As opiniões são como...

    Irrita-me quando dizem "não gosto daquela malta que tem opinião sobre tudo".
   Talvez porque pertenço à "malta que tem opinião sobre tudo". Tenho é o cuidado se referir antes "pelo que sei/ li/ vi/ ouvi/ vivi, acho que...".

    Se somos seres pensantes (e não tenho a presunção de afirmar que somos os únicos a fazê-lo), não haveremos de ter opinião sobre algo que nos apresentam? Podemos também admitir que não temos dados suficientes e que a nossa opinião pode ser completamente inútil ou pedir mais informação sobre a questão em causa para que possamos no momento e de uma forma não absoluta tecer a nossa própria opinião.

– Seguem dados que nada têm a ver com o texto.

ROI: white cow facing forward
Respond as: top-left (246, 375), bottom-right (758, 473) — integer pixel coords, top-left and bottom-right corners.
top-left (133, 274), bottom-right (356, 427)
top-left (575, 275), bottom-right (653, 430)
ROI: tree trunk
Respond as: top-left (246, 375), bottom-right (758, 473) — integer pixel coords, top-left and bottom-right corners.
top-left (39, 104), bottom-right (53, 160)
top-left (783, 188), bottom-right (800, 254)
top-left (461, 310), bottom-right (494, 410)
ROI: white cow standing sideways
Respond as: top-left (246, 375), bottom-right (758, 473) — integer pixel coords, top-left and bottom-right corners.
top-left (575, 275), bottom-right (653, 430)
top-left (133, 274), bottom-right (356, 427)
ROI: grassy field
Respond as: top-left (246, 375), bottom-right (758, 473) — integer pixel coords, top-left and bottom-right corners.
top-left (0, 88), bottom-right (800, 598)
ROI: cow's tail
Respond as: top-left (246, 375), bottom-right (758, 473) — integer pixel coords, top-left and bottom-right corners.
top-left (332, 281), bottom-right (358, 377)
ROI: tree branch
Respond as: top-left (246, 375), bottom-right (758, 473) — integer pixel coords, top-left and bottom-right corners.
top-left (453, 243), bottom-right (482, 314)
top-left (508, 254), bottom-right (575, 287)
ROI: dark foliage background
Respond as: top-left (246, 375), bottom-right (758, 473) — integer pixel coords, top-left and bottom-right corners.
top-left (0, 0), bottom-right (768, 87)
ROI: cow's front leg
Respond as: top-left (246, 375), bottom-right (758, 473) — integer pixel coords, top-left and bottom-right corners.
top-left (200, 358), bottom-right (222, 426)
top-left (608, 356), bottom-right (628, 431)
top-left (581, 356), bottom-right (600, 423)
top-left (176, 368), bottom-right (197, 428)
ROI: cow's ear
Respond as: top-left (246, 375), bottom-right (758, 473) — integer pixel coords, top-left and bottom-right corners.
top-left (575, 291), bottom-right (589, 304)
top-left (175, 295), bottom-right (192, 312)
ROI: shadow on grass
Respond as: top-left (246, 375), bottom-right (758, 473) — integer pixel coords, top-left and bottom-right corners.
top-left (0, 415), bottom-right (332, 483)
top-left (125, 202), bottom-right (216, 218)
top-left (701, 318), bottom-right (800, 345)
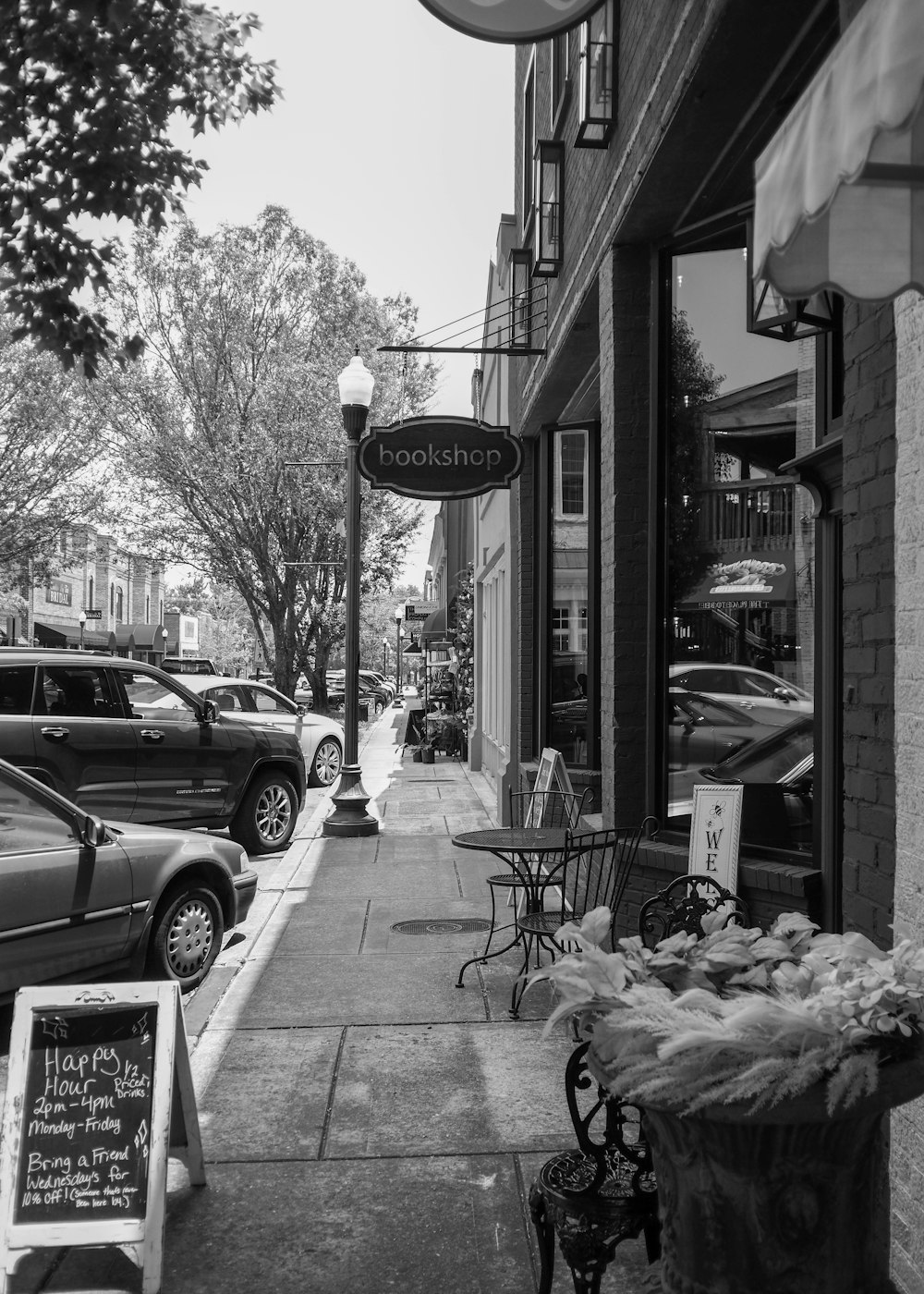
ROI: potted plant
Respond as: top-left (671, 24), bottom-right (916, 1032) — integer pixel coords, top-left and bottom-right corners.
top-left (530, 909), bottom-right (924, 1294)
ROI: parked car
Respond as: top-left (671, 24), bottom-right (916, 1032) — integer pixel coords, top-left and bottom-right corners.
top-left (0, 760), bottom-right (256, 1000)
top-left (670, 714), bottom-right (814, 851)
top-left (668, 687), bottom-right (776, 800)
top-left (327, 669), bottom-right (391, 714)
top-left (0, 647), bottom-right (306, 854)
top-left (166, 674), bottom-right (345, 787)
top-left (359, 669), bottom-right (395, 702)
top-left (669, 661), bottom-right (815, 726)
top-left (161, 656), bottom-right (217, 674)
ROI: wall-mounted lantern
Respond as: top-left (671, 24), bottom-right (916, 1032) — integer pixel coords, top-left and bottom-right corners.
top-left (533, 140), bottom-right (565, 278)
top-left (510, 247), bottom-right (533, 349)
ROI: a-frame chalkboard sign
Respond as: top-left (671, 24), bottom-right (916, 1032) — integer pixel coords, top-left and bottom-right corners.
top-left (0, 981), bottom-right (206, 1294)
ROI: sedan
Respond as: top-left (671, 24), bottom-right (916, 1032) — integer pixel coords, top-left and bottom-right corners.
top-left (0, 760), bottom-right (256, 1000)
top-left (667, 687), bottom-right (776, 801)
top-left (169, 674), bottom-right (345, 787)
top-left (670, 661), bottom-right (815, 726)
top-left (670, 715), bottom-right (814, 851)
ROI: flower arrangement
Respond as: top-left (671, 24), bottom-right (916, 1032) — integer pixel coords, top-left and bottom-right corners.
top-left (530, 907), bottom-right (924, 1114)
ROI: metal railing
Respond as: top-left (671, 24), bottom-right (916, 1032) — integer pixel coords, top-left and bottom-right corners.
top-left (694, 478), bottom-right (796, 553)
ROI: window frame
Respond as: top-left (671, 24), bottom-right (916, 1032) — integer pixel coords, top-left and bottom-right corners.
top-left (532, 420), bottom-right (601, 770)
top-left (549, 31), bottom-right (572, 135)
top-left (520, 45), bottom-right (537, 239)
top-left (646, 217), bottom-right (843, 874)
top-left (575, 0), bottom-right (618, 149)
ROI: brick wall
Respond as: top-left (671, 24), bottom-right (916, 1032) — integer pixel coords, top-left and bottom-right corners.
top-left (843, 301), bottom-right (895, 947)
top-left (892, 292), bottom-right (924, 1294)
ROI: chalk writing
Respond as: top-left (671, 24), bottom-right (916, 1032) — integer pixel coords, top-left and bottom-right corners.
top-left (14, 1006), bottom-right (156, 1223)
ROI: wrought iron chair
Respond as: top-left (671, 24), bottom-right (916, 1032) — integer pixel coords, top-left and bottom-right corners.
top-left (638, 873), bottom-right (750, 948)
top-left (481, 787), bottom-right (592, 957)
top-left (529, 1043), bottom-right (662, 1294)
top-left (510, 818), bottom-right (659, 1019)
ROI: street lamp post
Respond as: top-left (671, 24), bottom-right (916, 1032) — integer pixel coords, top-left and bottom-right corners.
top-left (394, 607), bottom-right (404, 709)
top-left (321, 349), bottom-right (379, 836)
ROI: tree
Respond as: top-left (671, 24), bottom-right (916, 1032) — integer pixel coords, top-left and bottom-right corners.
top-left (0, 320), bottom-right (111, 585)
top-left (668, 310), bottom-right (724, 605)
top-left (94, 207), bottom-right (436, 709)
top-left (0, 0), bottom-right (277, 376)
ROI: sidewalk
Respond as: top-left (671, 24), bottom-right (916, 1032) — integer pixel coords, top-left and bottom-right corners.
top-left (6, 709), bottom-right (660, 1294)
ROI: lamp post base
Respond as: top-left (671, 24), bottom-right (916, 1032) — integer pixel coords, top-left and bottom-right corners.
top-left (321, 763), bottom-right (379, 836)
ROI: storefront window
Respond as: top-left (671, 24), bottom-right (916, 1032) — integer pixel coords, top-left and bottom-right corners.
top-left (546, 428), bottom-right (595, 767)
top-left (663, 240), bottom-right (817, 855)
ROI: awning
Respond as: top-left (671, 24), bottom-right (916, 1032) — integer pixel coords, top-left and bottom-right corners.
top-left (32, 620), bottom-right (67, 647)
top-left (752, 0), bottom-right (924, 301)
top-left (128, 625), bottom-right (167, 651)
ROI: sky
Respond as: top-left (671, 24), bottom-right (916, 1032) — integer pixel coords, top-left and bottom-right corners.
top-left (169, 0), bottom-right (514, 585)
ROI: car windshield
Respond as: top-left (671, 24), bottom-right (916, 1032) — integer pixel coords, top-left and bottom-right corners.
top-left (716, 718), bottom-right (813, 782)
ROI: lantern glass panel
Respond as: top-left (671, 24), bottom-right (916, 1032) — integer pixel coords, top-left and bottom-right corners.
top-left (510, 247), bottom-right (532, 347)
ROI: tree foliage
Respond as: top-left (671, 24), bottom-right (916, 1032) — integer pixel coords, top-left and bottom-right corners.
top-left (0, 320), bottom-right (111, 586)
top-left (0, 0), bottom-right (277, 376)
top-left (94, 207), bottom-right (436, 708)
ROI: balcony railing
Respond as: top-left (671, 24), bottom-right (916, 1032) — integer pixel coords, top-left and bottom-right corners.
top-left (694, 478), bottom-right (796, 553)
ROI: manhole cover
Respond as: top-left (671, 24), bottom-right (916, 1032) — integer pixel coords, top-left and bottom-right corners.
top-left (392, 916), bottom-right (491, 934)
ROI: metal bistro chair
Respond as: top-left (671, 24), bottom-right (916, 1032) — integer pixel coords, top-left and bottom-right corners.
top-left (529, 1043), bottom-right (662, 1294)
top-left (481, 787), bottom-right (592, 957)
top-left (638, 873), bottom-right (750, 948)
top-left (510, 818), bottom-right (659, 1019)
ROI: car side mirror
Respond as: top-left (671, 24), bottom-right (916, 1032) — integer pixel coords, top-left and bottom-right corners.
top-left (83, 812), bottom-right (107, 848)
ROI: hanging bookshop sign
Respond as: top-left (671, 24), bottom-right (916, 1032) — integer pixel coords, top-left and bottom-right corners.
top-left (358, 418), bottom-right (523, 498)
top-left (420, 0), bottom-right (601, 45)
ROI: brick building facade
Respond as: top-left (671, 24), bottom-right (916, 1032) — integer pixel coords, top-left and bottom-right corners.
top-left (499, 0), bottom-right (924, 1278)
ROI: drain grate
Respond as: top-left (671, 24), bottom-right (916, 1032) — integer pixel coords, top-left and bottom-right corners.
top-left (392, 916), bottom-right (491, 934)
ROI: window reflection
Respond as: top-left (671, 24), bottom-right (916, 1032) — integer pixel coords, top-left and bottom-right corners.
top-left (549, 428), bottom-right (588, 764)
top-left (665, 242), bottom-right (815, 850)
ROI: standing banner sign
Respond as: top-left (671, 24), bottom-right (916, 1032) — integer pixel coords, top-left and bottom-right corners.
top-left (0, 981), bottom-right (206, 1294)
top-left (687, 783), bottom-right (744, 894)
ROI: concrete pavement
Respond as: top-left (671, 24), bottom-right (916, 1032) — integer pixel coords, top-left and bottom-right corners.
top-left (3, 709), bottom-right (660, 1294)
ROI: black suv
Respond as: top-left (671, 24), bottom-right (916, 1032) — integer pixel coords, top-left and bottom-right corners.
top-left (0, 647), bottom-right (306, 854)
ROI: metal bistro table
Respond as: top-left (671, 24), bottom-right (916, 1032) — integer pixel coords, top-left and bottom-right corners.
top-left (452, 827), bottom-right (568, 1009)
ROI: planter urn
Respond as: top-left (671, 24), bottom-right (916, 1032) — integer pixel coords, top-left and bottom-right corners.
top-left (634, 1055), bottom-right (924, 1294)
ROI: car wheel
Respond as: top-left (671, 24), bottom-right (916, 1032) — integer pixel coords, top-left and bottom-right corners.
top-left (230, 773), bottom-right (299, 854)
top-left (148, 881), bottom-right (225, 993)
top-left (308, 737), bottom-right (343, 787)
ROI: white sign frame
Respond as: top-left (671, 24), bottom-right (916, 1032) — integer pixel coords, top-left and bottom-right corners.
top-left (0, 980), bottom-right (206, 1294)
top-left (523, 745), bottom-right (575, 827)
top-left (687, 782), bottom-right (744, 894)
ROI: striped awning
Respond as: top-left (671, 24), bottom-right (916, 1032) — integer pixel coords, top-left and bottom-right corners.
top-left (752, 0), bottom-right (924, 300)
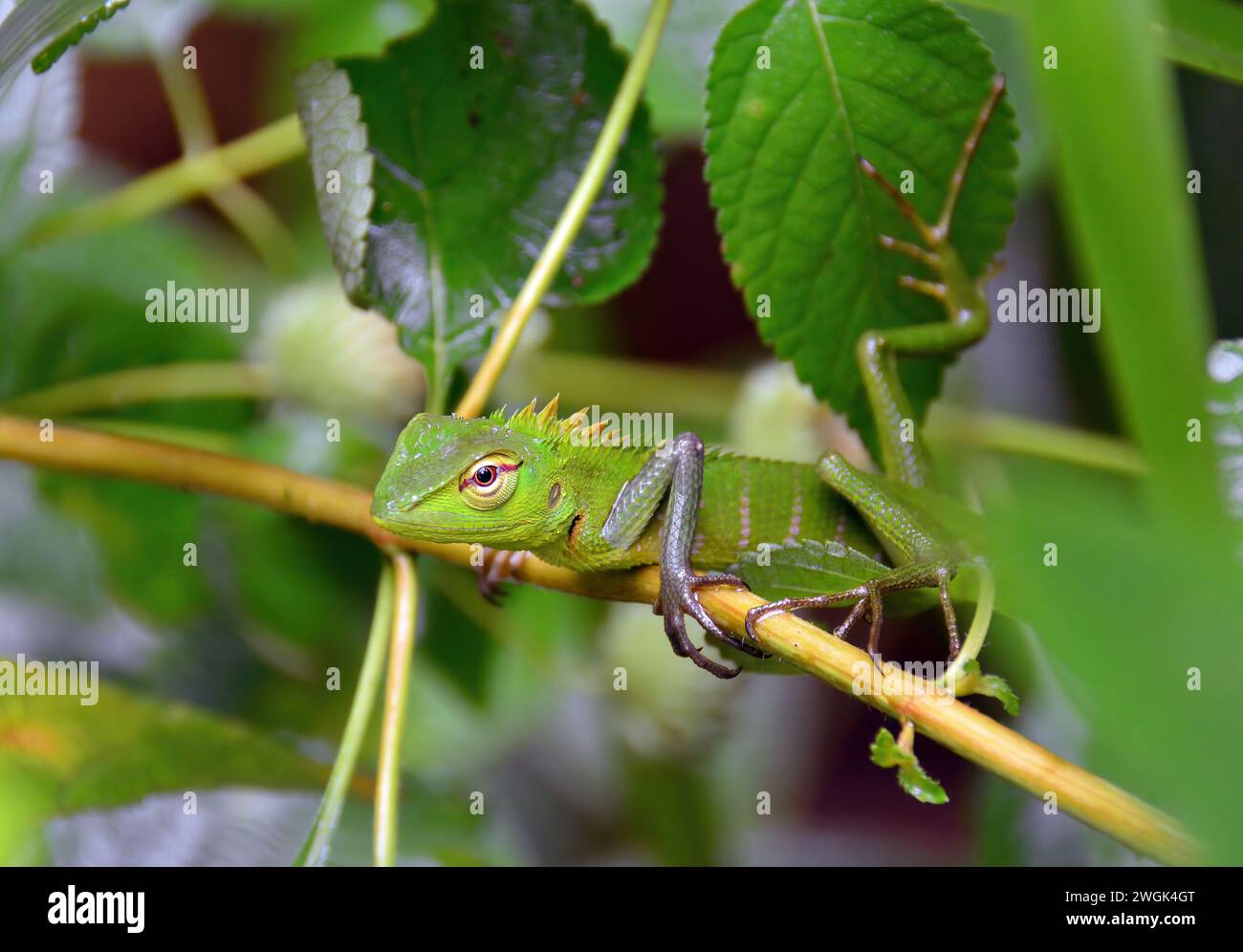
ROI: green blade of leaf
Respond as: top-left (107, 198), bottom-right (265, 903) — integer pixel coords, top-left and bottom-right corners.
top-left (870, 727), bottom-right (949, 804)
top-left (706, 0), bottom-right (1018, 454)
top-left (0, 0), bottom-right (129, 95)
top-left (297, 0), bottom-right (660, 405)
top-left (0, 676), bottom-right (324, 861)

    E porque não dizer que não sabemos o que achar porque nada é linear e depende muito do ponto de vista e das experiências de cada um? A minha experiência não é a mesma do que a pessoa que está ao meu lado, à minha frente ou do outro lado do ecrã. Bolas! As minhas opiniões vão-se construindo e desconstruindo conforme vou vivendo, sentido, experimentando.

    O problema, e é aqui que a coisa geralmente se complica, as pessoas só querem validação do seu ponto de vista e não que as façam pensar no assunto. Não contem comigo para validar seja o que for. Porque o fariam? Porque o fazem? Porque precisam de validar algo que é tão pessoal como a sua opinião e tão válida como a da pessoa que não concorda com elas? Ou precisam de validação porque sabem que algo falha, nas suas conclusões tão irrevogáveis como a saída do Portas do governo?

    Gosto que as pessoas se ponham do lado que criticam e tentem percebe-lo. Não digo que consigam, mas que pelo menos tentem. Quem não gosta de quem opina sobre tudo, geralmente só se lembra disso quando ouve algo com que não concorda ou que considera absurdo.

    Gosto quando alguém tem uma opinião diferente da minha. Dá-me prazer discutir ideias, opiniões, perceber de onde vêm e porque, apesar de diferentes das minhas, são igualmente verdadeiras. Dá-me gozo não concordar e explicar porquê. Estimula-me uma conversa mais acesa onde há respeito entre pessoas que não pensam do mesmo modo, porque não vêm das mesmas realidades, não fizeram exactamente o mesmo percurso.

    Mas, tenho de confessar, dá-me uma satisfação narcísica e maliciosa quando a considero a opinião absurda e ainda mais quando é um tema que conheço e percebo que a pessoa não se informou o suficiente e não tem a humildade para o admitir. É quando me divirto mais e quando, em vez de fazer passar o meu ponto de vista de forma directa, faço apenas perguntas. Aí, confesso que sou mazinha e que me dá algum prazer em vê-la a patinar e a contradizer-se, coisa com a qual a confronto na hora e, com um sorriso nos lábios, me delicio com um espectáculo de "sapateado".